# Phillies Quantitative Analyst Take-Home
### Author: Ryan Williams
### Date: [Submission Date]

This notebook addresses Question 11 of the Phillies take-home assessment. The objective is to predict each player’s **2024 Strikeout Percentage (K%)** using prior seasons' data, and optionally incorporating supplemental information to improve predictive power.

We follow a structured workflow:
- Exploratory Data Analysis
- Baseline Linear Model
- Advanced ML Model (LightGBM)
- Optional: External Feature Augmentation (e.g., fastball velocity via `pybaseball`)
- Evaluation & Prediction


In [None]:
# Imports
import pandas as pd
import numpy as np
import matplotlib.pyplot as plt
import seaborn as sns
from sklearn.linear_model import LinearRegression, RidgeCV
from sklearn.model_selection import train_test_split, cross_val_score
from sklearn.metrics import mean_squared_error, r2_score
import lightgbm as lgb
# Optional: pybaseball for supplemental data
# from pybaseball import pitching_stats

sns.set(style='whitegrid')

## Load Data
We begin by loading `k.csv`, which contains:
- Player identifiers (MLBAMID, FanGraphs ID)
- Age and season
- Total Batters Faced (TBF) and Strikeout Percentage (K%)

In [None]:
df = pd.read_csv('k.csv')
df.head()

## Exploratory Data Analysis (EDA)
- Examine K% distribution by season
- TBF trends by age
- Visualize player-level trajectories if useful

In [None]:
df['Season'] = df['Season'].astype(int)
df['Age'] = df['Age'].astype(float)

sns.histplot(data=df, x='K%', bins=30, kde=True)
plt.title('Strikeout % Distribution')
plt.show()

## Feature Engineering
We will pivot the dataset so each row is a player, with past season stats as features.

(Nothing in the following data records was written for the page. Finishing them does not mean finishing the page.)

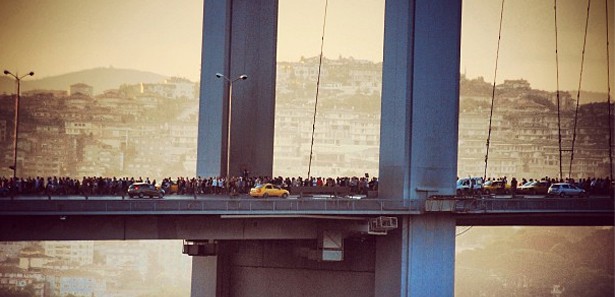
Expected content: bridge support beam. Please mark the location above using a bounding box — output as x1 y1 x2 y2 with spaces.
374 215 455 297
374 0 461 297
378 0 461 199
190 256 218 297
196 0 278 176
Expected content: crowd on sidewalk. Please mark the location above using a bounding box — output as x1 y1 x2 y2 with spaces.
0 174 378 197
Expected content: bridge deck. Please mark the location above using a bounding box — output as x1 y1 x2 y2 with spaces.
0 195 614 215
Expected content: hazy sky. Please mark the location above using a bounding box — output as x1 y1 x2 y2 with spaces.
0 0 615 92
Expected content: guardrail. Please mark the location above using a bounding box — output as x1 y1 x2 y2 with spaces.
0 198 422 215
425 197 615 213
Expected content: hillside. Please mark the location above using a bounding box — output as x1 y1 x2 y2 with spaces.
0 68 167 94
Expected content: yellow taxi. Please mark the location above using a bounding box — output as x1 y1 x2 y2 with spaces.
518 181 550 195
250 183 289 198
483 180 510 195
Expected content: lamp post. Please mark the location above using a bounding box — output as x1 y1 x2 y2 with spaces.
4 70 34 190
216 73 248 187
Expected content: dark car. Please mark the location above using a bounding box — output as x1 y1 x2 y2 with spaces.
128 183 164 198
517 181 550 195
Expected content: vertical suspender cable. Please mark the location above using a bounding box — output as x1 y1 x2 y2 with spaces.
568 0 596 178
307 0 329 178
483 0 504 180
553 0 563 180
604 0 613 181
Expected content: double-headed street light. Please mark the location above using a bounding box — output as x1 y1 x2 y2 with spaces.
4 70 34 185
216 73 248 185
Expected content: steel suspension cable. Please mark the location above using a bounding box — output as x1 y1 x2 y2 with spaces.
553 0 563 180
568 0 596 178
483 0 504 180
307 0 329 179
604 0 613 180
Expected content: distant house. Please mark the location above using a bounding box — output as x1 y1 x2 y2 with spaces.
70 83 94 97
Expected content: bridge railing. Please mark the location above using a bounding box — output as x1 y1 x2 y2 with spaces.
425 197 614 213
0 199 423 215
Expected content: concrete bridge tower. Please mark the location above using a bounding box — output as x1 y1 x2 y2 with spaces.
197 0 461 297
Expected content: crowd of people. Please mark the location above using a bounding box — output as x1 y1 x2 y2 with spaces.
0 175 378 197
457 176 614 195
0 174 613 197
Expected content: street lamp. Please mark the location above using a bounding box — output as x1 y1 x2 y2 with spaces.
4 70 34 186
216 72 248 185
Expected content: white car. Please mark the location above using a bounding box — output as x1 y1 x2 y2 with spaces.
548 183 585 197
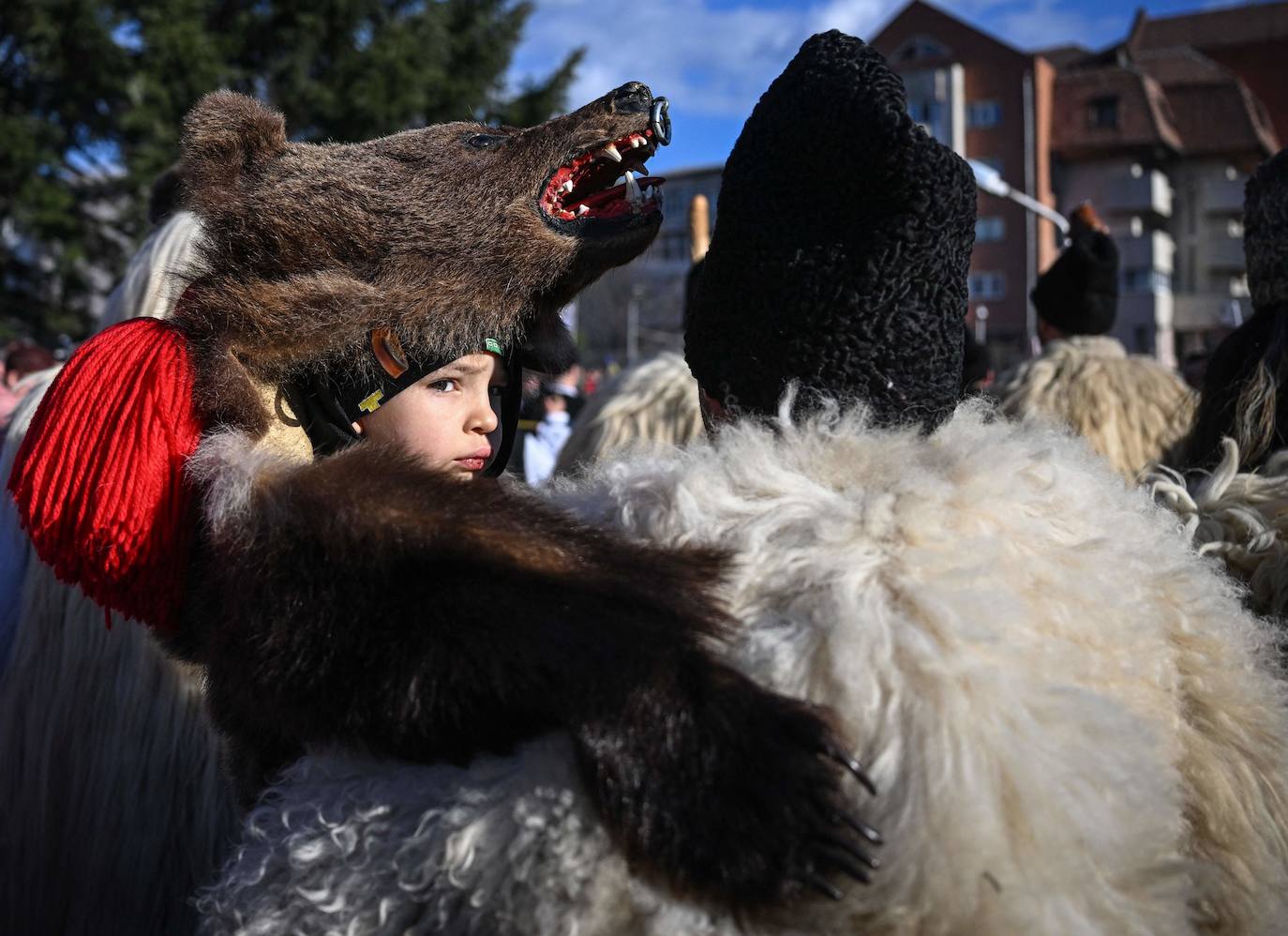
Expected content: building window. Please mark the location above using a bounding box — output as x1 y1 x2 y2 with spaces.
1087 96 1118 130
966 100 1002 127
1122 267 1172 294
966 269 1006 299
890 36 948 62
908 99 939 126
975 214 1006 244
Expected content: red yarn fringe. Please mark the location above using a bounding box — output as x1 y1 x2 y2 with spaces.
9 319 202 632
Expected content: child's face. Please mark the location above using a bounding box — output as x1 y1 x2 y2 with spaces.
358 354 506 481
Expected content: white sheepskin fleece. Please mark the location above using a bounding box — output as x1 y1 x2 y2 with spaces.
201 405 1288 936
1143 438 1288 622
989 335 1195 481
555 351 702 475
0 374 237 936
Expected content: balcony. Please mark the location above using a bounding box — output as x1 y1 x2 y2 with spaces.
1199 237 1246 273
1199 176 1246 214
1115 231 1176 273
1172 293 1252 331
1105 169 1172 218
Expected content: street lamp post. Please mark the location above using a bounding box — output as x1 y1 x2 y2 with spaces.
966 159 1069 236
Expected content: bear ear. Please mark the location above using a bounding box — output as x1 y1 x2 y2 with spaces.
183 90 286 205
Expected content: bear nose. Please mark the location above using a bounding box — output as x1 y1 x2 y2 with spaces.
609 82 653 113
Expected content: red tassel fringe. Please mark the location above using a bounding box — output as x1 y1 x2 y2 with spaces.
9 319 202 632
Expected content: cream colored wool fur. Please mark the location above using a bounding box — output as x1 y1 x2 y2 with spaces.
555 351 702 475
0 372 237 936
991 335 1195 481
201 405 1288 936
1144 438 1288 620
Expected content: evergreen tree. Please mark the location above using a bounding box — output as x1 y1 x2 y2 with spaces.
0 0 579 340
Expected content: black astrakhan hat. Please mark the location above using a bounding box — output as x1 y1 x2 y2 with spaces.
1243 149 1288 309
685 30 975 428
1029 228 1118 335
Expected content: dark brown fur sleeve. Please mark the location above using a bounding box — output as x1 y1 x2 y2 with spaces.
186 444 880 904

- Encode prior years' K% and TBF as features
- Compute year-over-year deltas
- Optional: include player age or trend features

In [None]:
# Example preprocessing stub
def preprocess_for_modeling(df):
    df = df.sort_values(['MLBAMID', 'Season'])
    features = []
    targets = []
    for pid, group in df.groupby('MLBAMID'):
        group = group.reset_index(drop=True)
        if len(group) < 2:
            continue
        for i in range(1, len(group)):
            row = {
                'Prev_K%': group.loc[i-1, 'K%'],
                'Prev_TBF': group.loc[i-1, 'TBF'],
                'Age': group.loc[i, 'Age']
            }
            features.append(row)
            targets.append(group.loc[i, 'K%'])
    return pd.DataFrame(features), pd.Series(targets)

X, y = preprocess_for_modeling(df)
X.head()

## Baseline Linear Model
We'll begin with a simple linear regression to establish a baseline performance.


In [None]:
X_train, X_test, y_train, y_test = train_test_split(X, y, test_size=0.2, random_state=42)
lr = LinearRegression()
lr.fit(X_train, y_train)
y_pred = lr.predict(X_test)

print(f'R²: {r2_score(y_test, y_pred):.4f}')
print(f'RMSE: {mean_squared_error(y_test, y_pred, squared=False):.4f}')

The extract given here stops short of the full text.